In this discussion thread from the spring, @fleupold and @defiparasite you guys talked about veTokens and increasing fee revenue. Another thing that came up was network effects. While I don’t have an opinion on the fee increase, I tend to agree with what @0xSami_ posted over the weekend that distributing revenue in the form of dividends and share buy-backs should be reserved as later stage capital allocation decisions.

That being said, issuing short duration revenue-share tokens to some of the institutional DeFi funds that seek sustainable yields could be an interesting way to increase the notoriety for CowDAO and kick-start network effects. Thinking about it further, there are 3 ways finding an institutional DeFi investor for short duration revenue-share tokens could help CowDAO drive trading volume (and therefore revenue growth):

  1. CowDAO can promote the new partnership (earned media)

  2. Institutional investor meets the team, tries using the product, and (hopefully :crossed_fingers:) becomes a long-term repeat customer for CowDAO

  3. Institutional investor becomes a brand ambassador, incentivized to promote CowDAO among other institutional players because they benefit from revenue increase via faster repayment

Ultimately, revenue-share tokens can be used to bring on partners the same way native tokens are used.
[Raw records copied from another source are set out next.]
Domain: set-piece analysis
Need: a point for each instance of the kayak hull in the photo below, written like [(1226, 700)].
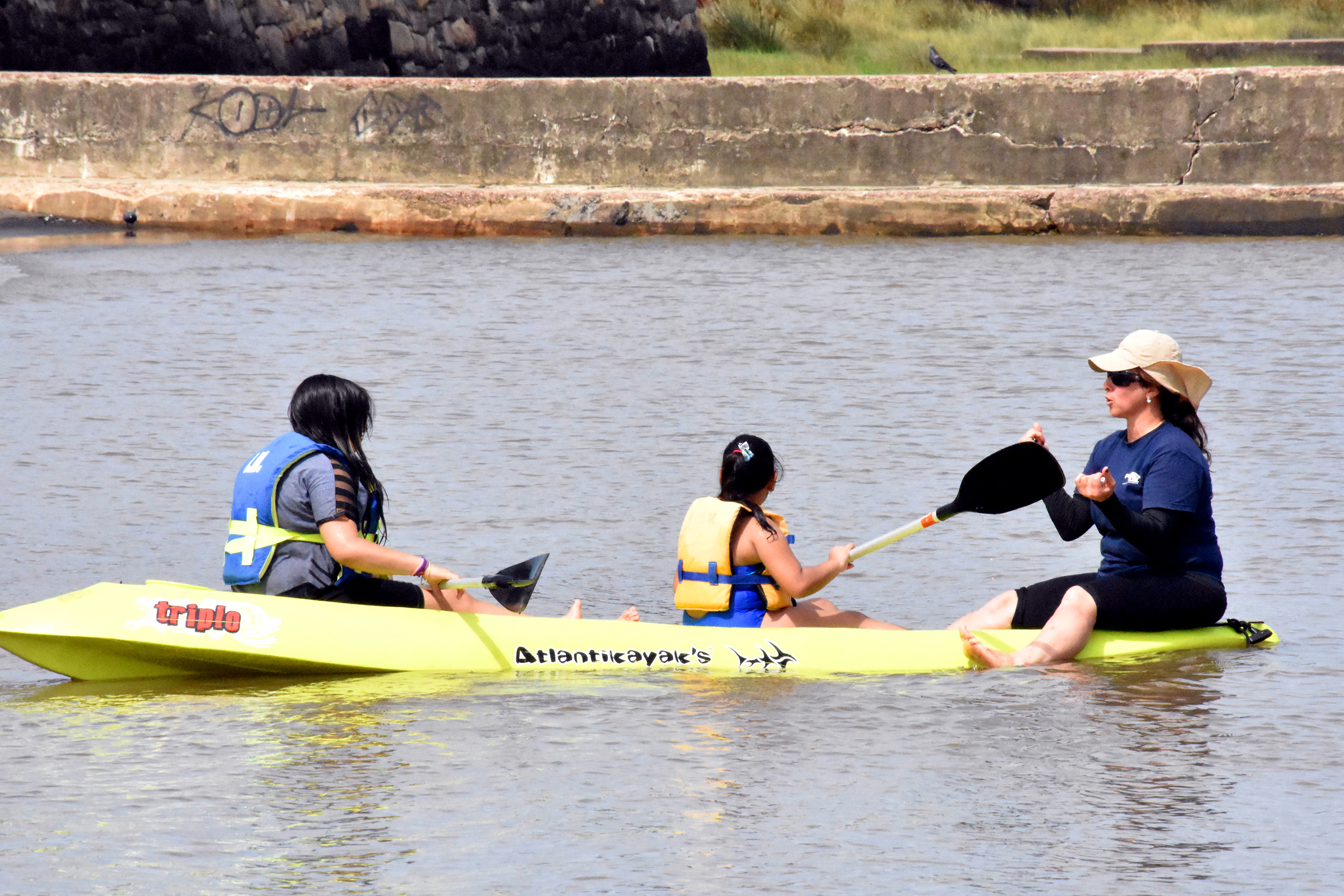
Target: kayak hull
[(164, 629)]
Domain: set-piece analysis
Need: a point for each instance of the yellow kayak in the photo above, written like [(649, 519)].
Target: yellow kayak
[(167, 629)]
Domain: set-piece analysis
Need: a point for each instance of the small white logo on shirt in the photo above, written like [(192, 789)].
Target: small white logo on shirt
[(254, 465)]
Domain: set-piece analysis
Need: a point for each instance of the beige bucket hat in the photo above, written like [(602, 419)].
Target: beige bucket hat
[(1159, 357)]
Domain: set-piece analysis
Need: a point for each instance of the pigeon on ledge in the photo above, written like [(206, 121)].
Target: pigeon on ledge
[(939, 62)]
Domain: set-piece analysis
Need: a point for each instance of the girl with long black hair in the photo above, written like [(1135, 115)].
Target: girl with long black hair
[(308, 515), (1148, 491), (734, 563)]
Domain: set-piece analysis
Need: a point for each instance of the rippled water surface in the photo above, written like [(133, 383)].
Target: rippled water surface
[(573, 397)]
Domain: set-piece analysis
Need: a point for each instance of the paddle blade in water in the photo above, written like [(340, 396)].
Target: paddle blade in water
[(1007, 480), (513, 586)]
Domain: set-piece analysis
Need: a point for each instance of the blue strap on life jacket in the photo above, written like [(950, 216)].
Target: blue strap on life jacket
[(714, 577)]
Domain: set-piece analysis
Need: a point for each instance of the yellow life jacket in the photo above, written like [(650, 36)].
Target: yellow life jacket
[(705, 564)]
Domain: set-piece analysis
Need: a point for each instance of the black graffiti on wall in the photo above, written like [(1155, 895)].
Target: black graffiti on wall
[(386, 112), (245, 112)]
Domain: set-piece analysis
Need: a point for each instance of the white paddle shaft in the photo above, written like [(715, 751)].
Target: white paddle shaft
[(896, 535)]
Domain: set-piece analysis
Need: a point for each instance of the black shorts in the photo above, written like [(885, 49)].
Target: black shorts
[(1139, 601), (361, 589)]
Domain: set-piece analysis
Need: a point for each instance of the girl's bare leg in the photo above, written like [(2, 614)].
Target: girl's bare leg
[(1061, 640), (996, 614), (819, 613)]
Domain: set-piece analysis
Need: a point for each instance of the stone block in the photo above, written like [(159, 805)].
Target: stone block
[(273, 43), (269, 13), (676, 9), (402, 39), (460, 35)]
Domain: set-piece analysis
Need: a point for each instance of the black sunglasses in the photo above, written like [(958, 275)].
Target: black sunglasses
[(1123, 379)]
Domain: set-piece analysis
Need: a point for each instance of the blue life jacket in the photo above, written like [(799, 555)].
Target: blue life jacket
[(253, 532)]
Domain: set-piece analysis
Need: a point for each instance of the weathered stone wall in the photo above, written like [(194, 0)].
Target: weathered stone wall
[(1252, 151), (1217, 127), (439, 38)]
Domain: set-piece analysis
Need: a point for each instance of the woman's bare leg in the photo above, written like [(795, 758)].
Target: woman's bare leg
[(457, 601), (996, 614), (819, 613), (1061, 640)]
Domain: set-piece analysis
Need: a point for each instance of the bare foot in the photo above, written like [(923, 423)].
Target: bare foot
[(982, 653)]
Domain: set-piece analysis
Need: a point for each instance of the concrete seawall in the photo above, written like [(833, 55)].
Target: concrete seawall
[(1203, 152)]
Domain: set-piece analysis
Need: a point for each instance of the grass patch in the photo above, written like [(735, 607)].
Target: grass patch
[(893, 37)]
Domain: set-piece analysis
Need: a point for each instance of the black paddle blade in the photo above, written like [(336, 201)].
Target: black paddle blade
[(513, 586), (1007, 480)]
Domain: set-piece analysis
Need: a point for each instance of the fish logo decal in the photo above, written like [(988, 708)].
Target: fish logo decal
[(767, 660)]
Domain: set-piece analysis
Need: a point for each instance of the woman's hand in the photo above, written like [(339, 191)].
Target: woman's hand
[(840, 556), (1035, 435), (1098, 487)]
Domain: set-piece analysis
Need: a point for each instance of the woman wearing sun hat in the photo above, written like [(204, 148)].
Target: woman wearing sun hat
[(1148, 492)]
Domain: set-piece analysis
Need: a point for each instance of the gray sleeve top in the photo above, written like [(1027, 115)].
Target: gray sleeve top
[(306, 499)]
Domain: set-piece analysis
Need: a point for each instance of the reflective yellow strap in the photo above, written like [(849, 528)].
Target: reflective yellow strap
[(253, 536)]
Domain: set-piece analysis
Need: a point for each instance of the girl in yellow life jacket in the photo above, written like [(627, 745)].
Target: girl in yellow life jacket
[(734, 563)]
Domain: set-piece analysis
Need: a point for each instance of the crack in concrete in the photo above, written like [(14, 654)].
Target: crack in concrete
[(1198, 139)]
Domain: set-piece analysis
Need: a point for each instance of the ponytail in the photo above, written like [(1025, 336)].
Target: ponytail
[(748, 466), (336, 412), (1180, 413)]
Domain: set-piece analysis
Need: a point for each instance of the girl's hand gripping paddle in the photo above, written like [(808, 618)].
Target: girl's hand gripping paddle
[(511, 586), (1007, 480)]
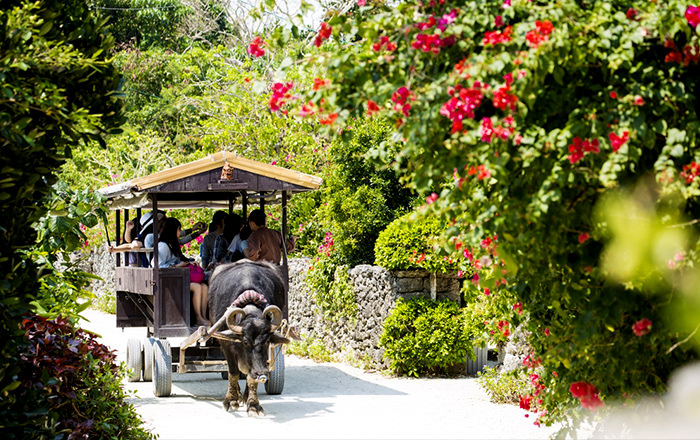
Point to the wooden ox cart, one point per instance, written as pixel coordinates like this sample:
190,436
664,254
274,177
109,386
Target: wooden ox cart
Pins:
159,299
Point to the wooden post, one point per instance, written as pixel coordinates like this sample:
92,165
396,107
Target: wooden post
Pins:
155,235
119,235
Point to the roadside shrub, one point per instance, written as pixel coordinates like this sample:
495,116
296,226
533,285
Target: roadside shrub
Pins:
506,387
424,337
311,347
70,387
412,243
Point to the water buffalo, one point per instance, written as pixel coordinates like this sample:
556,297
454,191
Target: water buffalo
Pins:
256,290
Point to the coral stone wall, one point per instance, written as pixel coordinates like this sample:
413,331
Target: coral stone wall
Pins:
376,290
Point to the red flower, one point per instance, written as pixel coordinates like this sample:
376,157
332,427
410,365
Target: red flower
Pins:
617,141
400,99
318,83
280,95
254,47
323,34
495,37
502,98
372,108
540,34
690,172
692,14
330,119
525,402
486,130
641,327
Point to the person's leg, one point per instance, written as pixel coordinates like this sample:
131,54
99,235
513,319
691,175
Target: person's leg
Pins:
205,301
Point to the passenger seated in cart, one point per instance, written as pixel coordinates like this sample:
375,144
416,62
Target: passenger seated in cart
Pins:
170,255
264,243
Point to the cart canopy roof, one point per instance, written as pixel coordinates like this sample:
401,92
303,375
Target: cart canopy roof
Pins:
199,184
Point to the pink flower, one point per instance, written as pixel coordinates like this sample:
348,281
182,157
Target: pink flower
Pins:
518,307
641,327
431,198
323,34
692,14
255,47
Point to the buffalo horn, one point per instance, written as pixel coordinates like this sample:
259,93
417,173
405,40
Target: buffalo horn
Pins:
275,315
231,320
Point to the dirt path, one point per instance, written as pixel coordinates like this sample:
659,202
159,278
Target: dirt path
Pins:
329,401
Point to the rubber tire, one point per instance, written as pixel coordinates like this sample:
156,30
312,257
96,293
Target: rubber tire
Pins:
162,368
134,359
275,384
148,359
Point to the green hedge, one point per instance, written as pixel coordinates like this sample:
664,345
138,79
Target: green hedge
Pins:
424,337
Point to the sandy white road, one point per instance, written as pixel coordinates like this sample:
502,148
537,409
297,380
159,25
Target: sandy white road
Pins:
323,401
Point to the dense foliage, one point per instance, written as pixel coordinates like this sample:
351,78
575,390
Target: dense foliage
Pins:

Issuing native tokens to partners is a well-trodden go-to-market path in DeFi and I think CowDAO could benefit from the same kind of publicity. As a shorter duration, less volatile, revenue-generating asset, revenue-share tokens would attract a different kind of investor than the COW token, thus broadening CowDAO’s partner base.

What do you think?

2 Likes

Thanks for clarifying and thanks for the added calculations to help understand the idea behind the revenue token better.

My personal impression is that the reason COW is trading at some positive value today mainly comes from the fact that people expect to vote on sharing part of protocol’s future profits with token holders. Creating a revenue token should reduce those future profits and consequently lower the value of COW by roughly the same amount the token is valued at.

However, I must admit that this kind of financial engineering is beyond my expertise, so I will defer to more financially literate people to comment on the effects and drive the discussion forward.

@fleupold appreciate your continued feedback! :grinning: It’s a very valid consideration though this kind of structure would not affect the long-term profit potential of the project:

1 Like

From my (naieve) perspective, paying COW to solvers is an expensive endeavor over the long term that contributes to excess COW to be sold when solvers cash out.

Is it possible to switch the solver reward from COW to a non-COW token?